[Paraview] ParaView file formats

Wed May 21 07:31:13 EDT 2008

The thread initiated yesterday on file formats gives me an opportunity 
to share some results with the list.

on the question of which file format to use to store large CFD 
simulation results, I ran the following tests with EnSight Gold, the 
VTK-XML formats, and Xdmf. Here are my findings and my final 
implementation to store a time-varying rectilinear grid of over 1 
billion cell.

A) The original format used was EnSight Gold Binary.
It worked well for small data; it does not work at all for data above 
the 1 billion threshold.

I had many troubles to read the file because:

each scalar field is stored in a file larger than 4Gb
the FileSize variable is stored in VTK as a 32-bit int. See 
http://www.vtk.org/Bug/view.php?id=4687. Even after changing it to long 
integers, I had problems later running out of memory (VTK does not 
check) in the following lines of code:

      if (component == 0)
        {
        scalars = vtkFloatArray::New();
        scalars->SetNumberOfComponents(numberOfComponents);
        scalars->SetNumberOfTuples(numPts);
        }

      scalarsRead = new float[numPts];
      this->ReadFloatArray(scalarsRead, numPts);

// bad memory allocations go unchecked and the loop below crashes

      for (i = 0; i < numPts; i++)
        {
        scalars->SetComponent(i, component, scalarsRead[i]);
        }

I'll add also that reading EnSight data in parallel actually duplicates 
the whole mesh in memory before each pvserver can extract its own piece 
(AFAIK).
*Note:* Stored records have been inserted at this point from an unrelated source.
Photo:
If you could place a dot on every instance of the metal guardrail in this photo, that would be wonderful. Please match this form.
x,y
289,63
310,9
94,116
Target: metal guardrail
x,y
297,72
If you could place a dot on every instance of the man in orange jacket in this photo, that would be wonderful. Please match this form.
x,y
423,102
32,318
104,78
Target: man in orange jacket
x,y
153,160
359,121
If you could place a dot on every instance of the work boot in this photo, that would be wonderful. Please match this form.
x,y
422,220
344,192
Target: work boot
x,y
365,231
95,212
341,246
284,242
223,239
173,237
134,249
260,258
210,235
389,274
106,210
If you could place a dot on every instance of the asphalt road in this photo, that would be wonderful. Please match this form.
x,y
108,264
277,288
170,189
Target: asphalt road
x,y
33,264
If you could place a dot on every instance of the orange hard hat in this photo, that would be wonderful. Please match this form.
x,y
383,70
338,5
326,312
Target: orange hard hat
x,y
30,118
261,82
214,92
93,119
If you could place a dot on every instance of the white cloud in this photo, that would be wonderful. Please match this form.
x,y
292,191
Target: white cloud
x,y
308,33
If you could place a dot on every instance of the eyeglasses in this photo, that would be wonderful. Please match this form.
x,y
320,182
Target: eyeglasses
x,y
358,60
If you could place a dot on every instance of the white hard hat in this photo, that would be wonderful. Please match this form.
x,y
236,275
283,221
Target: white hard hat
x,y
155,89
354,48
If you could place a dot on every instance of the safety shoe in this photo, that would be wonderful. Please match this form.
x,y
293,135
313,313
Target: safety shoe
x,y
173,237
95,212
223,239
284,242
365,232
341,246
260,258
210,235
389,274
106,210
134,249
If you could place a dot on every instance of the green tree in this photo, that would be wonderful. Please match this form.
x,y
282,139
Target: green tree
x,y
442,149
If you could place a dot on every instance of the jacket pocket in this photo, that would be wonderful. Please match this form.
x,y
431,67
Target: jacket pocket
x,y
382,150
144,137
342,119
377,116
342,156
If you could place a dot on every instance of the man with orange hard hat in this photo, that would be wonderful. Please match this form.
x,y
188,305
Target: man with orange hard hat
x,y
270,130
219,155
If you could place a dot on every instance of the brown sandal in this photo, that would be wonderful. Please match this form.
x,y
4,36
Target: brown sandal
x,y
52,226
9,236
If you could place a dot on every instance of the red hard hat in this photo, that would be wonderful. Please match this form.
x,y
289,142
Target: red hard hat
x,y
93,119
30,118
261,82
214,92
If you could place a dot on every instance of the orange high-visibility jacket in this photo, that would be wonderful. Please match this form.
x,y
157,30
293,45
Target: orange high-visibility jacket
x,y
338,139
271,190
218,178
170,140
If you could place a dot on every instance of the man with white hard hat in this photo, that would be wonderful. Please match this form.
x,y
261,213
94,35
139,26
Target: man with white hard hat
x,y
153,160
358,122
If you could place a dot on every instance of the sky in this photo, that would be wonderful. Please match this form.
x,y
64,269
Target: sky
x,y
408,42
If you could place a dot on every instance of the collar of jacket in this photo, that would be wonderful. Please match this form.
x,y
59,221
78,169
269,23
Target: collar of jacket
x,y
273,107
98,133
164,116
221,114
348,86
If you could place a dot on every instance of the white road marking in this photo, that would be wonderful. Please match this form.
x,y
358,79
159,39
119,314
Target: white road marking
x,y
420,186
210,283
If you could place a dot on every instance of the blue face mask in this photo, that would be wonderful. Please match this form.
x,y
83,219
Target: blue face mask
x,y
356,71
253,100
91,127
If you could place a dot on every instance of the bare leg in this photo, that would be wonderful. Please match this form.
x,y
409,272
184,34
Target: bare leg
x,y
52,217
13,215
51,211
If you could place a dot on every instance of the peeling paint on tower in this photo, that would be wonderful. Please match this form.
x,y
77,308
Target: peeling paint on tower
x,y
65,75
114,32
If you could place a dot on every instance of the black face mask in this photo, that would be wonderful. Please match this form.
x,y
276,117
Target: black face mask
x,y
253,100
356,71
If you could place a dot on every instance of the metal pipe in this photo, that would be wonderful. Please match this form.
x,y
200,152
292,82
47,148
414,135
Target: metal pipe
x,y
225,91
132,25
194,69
This also lead to many crashes because of running out of memory.

B) After removing the loop above, by-passing the second array 
allocation, and doing more cleanup, I am able to read the data. I tried 
to save it in the VTK-XML format. This does not work either because it 
uses some 32-bit counters which go into overflow. This was also reported 
by Brad, see http://www.vtk.org/Bug/view.php?id=6938

C) Second option was to save the data with the vtkXdmfWriter. It works 
fine, but takes 30 minutes per timestep for a billion cell grid.

D) I took over the writing of my own HDF5 data and re-used the Xdmf 
wrapper. Writing takes now 30 seconds for two scalar fields. Each file 
is 9.4 Gb.

E) My final solution now includes the time-dependent support recently 
added by J. Clarke, J Biddiscombe et al. in the Xdmf stuff. I write my 
own HDF5 datasets, and I am happilly reading the solution in parallel on 
24 pvservers. Reading (using the Xdmf reader) does not show the same 
overhead than the writing part. However, we think that the vtk-Xdmf 
writing is slow because data is copied from the vtk array into an Xdmf 
array, one value at a time - if this restriction were removed (and the 
Xdmf writer used the vtk pointer directly), it would probably be as good 
as hand written hdf5 code.

All of my tests were done with the CVS version of ParaView3.

Jean
Swiss National Supercomputing Center